Read The Accidental Life of Jessie Jefferson Online

Authors: Paige Toon

Tags: #Juvenile Fiction, #General

The Accidental Life of Jessie Jefferson (2 page)

‘You want a turn?’ I call, buoyed by the cider as I climb off the contraption.

He says something to one of his friends and saunters over. By the time he reaches us, I’m back at the wooden platform and Natalie is raising one eyebrow at me. I smirk at her and pray I’m not blushing.

‘Did you win?’ I ask Tom, as he climbs up on to the platform and takes the pulley from me.

‘Course,’ he replies. He’s a bit sweaty after the match, but he’s still well fit. ‘Are you sure this thing’s safe?’ he asks.

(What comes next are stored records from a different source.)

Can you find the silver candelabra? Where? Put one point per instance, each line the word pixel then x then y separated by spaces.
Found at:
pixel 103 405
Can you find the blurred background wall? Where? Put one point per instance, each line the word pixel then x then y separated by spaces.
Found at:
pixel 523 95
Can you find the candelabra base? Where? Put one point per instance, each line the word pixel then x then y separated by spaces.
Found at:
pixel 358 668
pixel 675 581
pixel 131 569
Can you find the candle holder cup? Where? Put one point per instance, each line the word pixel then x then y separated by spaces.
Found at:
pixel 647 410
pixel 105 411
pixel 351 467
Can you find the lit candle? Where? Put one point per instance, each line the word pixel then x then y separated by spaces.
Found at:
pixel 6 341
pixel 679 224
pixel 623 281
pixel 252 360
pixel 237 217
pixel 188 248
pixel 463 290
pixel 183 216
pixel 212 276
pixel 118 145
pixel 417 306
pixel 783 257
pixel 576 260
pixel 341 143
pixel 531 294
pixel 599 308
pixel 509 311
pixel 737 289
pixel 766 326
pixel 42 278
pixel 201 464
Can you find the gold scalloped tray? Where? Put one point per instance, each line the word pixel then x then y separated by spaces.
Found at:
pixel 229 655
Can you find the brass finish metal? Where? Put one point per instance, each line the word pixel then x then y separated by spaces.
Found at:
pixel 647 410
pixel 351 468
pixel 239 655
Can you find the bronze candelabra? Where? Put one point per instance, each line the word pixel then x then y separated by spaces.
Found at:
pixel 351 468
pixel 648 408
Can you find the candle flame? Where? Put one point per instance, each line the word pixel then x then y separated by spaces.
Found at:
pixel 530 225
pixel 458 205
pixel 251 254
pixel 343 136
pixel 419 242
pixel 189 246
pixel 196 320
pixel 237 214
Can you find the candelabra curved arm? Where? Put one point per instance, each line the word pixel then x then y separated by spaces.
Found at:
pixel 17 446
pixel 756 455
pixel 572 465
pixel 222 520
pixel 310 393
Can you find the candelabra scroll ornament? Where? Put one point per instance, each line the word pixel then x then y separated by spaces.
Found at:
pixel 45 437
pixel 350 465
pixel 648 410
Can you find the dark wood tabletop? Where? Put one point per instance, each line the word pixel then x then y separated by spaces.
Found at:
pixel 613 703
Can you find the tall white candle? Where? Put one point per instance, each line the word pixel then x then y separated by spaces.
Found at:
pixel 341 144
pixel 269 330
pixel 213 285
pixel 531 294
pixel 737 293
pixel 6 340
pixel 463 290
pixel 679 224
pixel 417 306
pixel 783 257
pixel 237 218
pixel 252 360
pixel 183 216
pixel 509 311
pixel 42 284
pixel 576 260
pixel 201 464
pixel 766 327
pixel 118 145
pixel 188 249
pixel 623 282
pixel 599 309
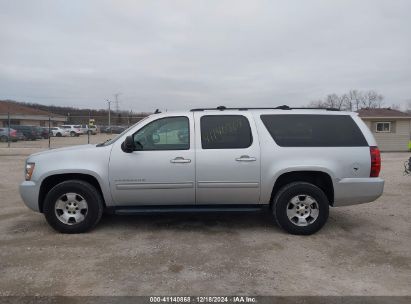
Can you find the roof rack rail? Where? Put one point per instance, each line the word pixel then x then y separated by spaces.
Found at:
pixel 283 107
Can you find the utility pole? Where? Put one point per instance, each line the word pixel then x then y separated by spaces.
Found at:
pixel 116 99
pixel 109 114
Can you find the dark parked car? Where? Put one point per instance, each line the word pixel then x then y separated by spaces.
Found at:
pixel 113 129
pixel 29 132
pixel 4 135
pixel 44 132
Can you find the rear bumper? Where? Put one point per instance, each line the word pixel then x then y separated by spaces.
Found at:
pixel 29 192
pixel 352 191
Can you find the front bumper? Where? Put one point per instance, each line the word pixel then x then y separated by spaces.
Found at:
pixel 352 191
pixel 29 192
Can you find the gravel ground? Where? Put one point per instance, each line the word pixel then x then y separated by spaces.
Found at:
pixel 362 250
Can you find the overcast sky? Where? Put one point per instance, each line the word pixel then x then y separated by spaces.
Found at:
pixel 182 54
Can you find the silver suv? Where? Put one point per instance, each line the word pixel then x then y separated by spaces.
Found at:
pixel 293 162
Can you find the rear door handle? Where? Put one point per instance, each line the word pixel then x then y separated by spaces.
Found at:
pixel 180 160
pixel 245 158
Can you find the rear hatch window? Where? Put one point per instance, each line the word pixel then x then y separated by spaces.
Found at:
pixel 304 130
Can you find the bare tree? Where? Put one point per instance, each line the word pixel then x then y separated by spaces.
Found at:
pixel 372 100
pixel 351 101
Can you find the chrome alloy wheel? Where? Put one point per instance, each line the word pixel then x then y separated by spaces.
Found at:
pixel 71 208
pixel 302 210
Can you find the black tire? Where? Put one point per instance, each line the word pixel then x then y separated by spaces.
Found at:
pixel 299 189
pixel 88 192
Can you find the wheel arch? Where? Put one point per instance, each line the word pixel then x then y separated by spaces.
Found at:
pixel 52 180
pixel 319 178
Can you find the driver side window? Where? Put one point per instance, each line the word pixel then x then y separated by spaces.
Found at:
pixel 169 133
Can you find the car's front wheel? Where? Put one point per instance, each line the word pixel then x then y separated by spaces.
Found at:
pixel 300 208
pixel 73 206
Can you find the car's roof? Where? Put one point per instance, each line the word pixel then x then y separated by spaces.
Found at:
pixel 259 111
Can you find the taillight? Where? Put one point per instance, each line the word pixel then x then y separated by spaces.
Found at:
pixel 375 162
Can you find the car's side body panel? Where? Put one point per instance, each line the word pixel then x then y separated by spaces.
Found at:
pixel 153 177
pixel 227 176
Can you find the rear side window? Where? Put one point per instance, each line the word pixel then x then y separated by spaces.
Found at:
pixel 225 132
pixel 314 130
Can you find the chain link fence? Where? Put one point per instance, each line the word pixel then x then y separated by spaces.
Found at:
pixel 48 132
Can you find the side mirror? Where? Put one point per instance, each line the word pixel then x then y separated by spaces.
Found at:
pixel 128 144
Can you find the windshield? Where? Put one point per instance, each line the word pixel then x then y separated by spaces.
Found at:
pixel 113 140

‘Who gives a toss? Live dangerously, right?’

He grins at me and my heart flutters. Then he’s off.

‘Wooooooo!’ he yells, as some of his mates catcall and clap.

‘You fancy Tom Ryder,’ Natalie sing-songs into my ear. I eye the muscles on his arms as he clings to the pulley.

‘Who doesn’t?’ I reply without missing a beat. He’s the best-looking guy in school.

Soon all the boys from the football game want to get in on the act and a queue forms, but suddenly I feel a bit sick and dizzy. I gingerly climb down from the platform.

‘You were next,’ Tom says to me, taking the pulley from one of his mates. ‘They can wait.’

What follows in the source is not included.